Dopo l’edonismo potente della Baia degli angeli nel 1980, inaugura, sempre a Gabicce Mare, l’Aleph: un locale che rispetto alla luminosità e alle terrazze dell’ex sporting club di Baldelli e Moz-art è totalmente buio e sembrerebbe quasi inospitale. Gli spazi del locale sono sotterranei, poveri, essenziali e male illuminati e non ci sono finestre o spiragli per far entrare la luce naturale.
Diversa è anche la musica che da subito contraddistingue il locale: l’Aleph diventa (insieme allo Slego) il punto di riferimento per tutta la scena rock new wave che dall’Inghilterra arrivava in Italia grazie a dj come Jano e Achille, storici resident dj del locale, ai quali poi si affiancherà Ricci (che ritroveremo qualche anno dopo del Cocoricò)
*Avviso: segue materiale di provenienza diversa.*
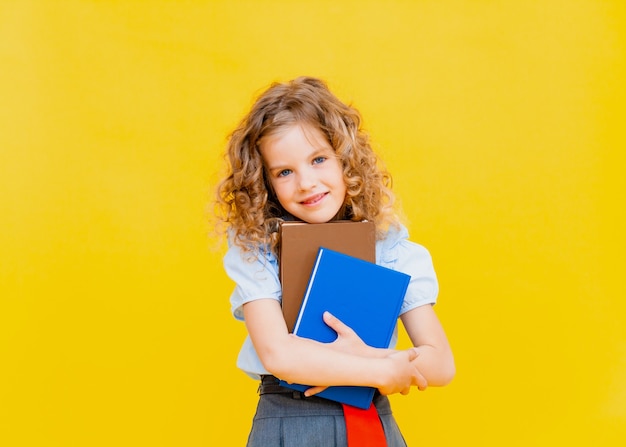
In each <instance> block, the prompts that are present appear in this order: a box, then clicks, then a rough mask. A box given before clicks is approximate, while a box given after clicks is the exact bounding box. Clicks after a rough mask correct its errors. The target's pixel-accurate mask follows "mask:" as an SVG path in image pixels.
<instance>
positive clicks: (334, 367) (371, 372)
mask: <svg viewBox="0 0 626 447" xmlns="http://www.w3.org/2000/svg"><path fill="white" fill-rule="evenodd" d="M243 313H244V319H245V322H246V327H247V329H248V333H249V334H250V339H251V340H252V344H253V345H254V348H255V350H256V352H257V354H258V356H259V358H260V360H261V362H262V363H263V366H264V367H265V369H267V370H268V371H269V372H271V373H272V374H274V375H275V376H277V377H279V378H281V379H282V380H285V381H287V382H292V383H309V384H314V385H319V386H332V385H356V386H371V387H375V388H378V389H379V390H380V392H381V393H383V394H393V393H398V392H400V393H403V394H406V393H408V391H409V390H410V387H411V385H417V383H418V381H419V380H420V378H421V375H420V371H419V370H418V365H417V364H415V363H414V360H415V359H416V358H417V356H418V353H417V351H416V350H414V349H409V350H405V351H397V352H395V353H392V354H391V355H387V356H385V357H380V356H375V357H372V356H363V355H358V354H355V353H353V352H346V350H342V349H336V348H333V347H332V346H331V345H332V343H331V344H324V343H318V342H315V341H313V340H308V339H305V338H300V337H297V336H294V335H292V334H289V333H288V331H287V326H286V324H285V321H284V319H283V315H282V311H281V309H280V303H279V302H278V301H276V300H274V299H259V300H255V301H251V302H248V303H246V304H244V305H243Z"/></svg>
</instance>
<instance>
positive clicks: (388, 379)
mask: <svg viewBox="0 0 626 447" xmlns="http://www.w3.org/2000/svg"><path fill="white" fill-rule="evenodd" d="M369 352H370V353H371V354H376V352H375V350H372V351H369ZM261 361H262V362H263V363H264V366H265V367H266V369H267V370H268V371H270V372H271V373H272V374H274V375H276V376H277V377H280V378H281V379H283V380H286V381H288V382H293V383H306V384H309V385H320V386H332V385H355V386H372V387H376V388H378V387H381V386H384V384H385V383H387V382H388V381H389V380H390V379H389V377H390V376H392V375H393V374H394V372H393V371H392V370H391V369H392V367H393V366H392V364H391V363H390V362H388V361H387V360H386V356H384V355H382V353H381V354H376V355H372V356H364V355H358V354H355V353H350V352H344V351H339V350H336V349H333V347H332V345H329V344H322V343H318V342H316V341H313V340H308V339H304V338H300V337H296V336H293V335H288V336H287V337H285V339H284V340H283V341H281V342H279V343H276V345H275V349H272V352H271V353H270V352H266V353H265V355H262V356H261Z"/></svg>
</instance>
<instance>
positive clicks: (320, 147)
mask: <svg viewBox="0 0 626 447" xmlns="http://www.w3.org/2000/svg"><path fill="white" fill-rule="evenodd" d="M321 155H330V156H336V152H335V151H334V149H333V148H332V147H330V146H328V147H318V148H314V150H313V151H311V153H310V154H308V155H307V157H308V158H316V157H319V156H321ZM265 167H266V168H267V170H268V171H277V170H281V171H282V170H283V169H291V168H290V167H289V165H288V164H277V165H275V166H270V165H269V164H268V163H267V162H265Z"/></svg>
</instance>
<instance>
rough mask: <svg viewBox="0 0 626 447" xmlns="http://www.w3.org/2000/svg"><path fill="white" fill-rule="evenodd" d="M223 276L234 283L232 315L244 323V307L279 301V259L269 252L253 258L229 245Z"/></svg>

Il motto del locale è “L’Aleph è un locale vuoto. Come te.” e dopo il primo anno di attività, che serve per iniziare ad attirare l’attenzione, nel 1981 l’Aleph enfatizza l’aspetto post “Apocalypse Now”: il locale viene circondato da filo spinato e le mura esterne sono dipinte con colori blu e verde militare, all’interno ci sono residui bellici, poltroncine di aerei da caccia fanno sembrare il locale una sorta di “museo della guerra” e una “segreta” sala da biliardo.
Bisognava essere un po’ coraggiosi e temerari per andare all’Aleph e anche il prezzo d’ingresso non era proprio alla portata di tutti, oltre al fatto che c’era anche un rigida selezione e tutti quelli che ci andavano avevano una particolare cura nel look, molti frequentatori si creavano loro l’abbigliamento.
Il locale ospitava anche concerti e sono passate le migliori band della scena new wave e new romantic: dal chitarrista Snakefinger agli Spandau Ballett, passando per i Tuxedomoon e i Siouxsie.
Come si legge dalle pagine del libro di Pierfrancesco Pacoda “Riviera Club Culture (Nda Press, 2012), che ci ha aiutato a ricostruire questa storia e riporta degli estratti di un’intervista a dj Achielle, l’Aleph diventa fonte di ispirazione e riferimento per una serie di luoghi che nasceranno di lì a breve, primo fra tutti il Plastic di Milano.
Negli gli ultimi due anni (1984-86) la new wave si mischia col dark e per rinnovare il locale viene chiamato l’architetto Giovanni Tommaso Garattoni che si ripensa agli allestimenti tra omaggi a Oscar Wilde e richiami ottocenteschi e religiosi.
Nel 1987 il locale di Gabicce, cambia gestione e direzione musicale: diventa il tempio della prima house e prende il nome di Ethos Mama Club.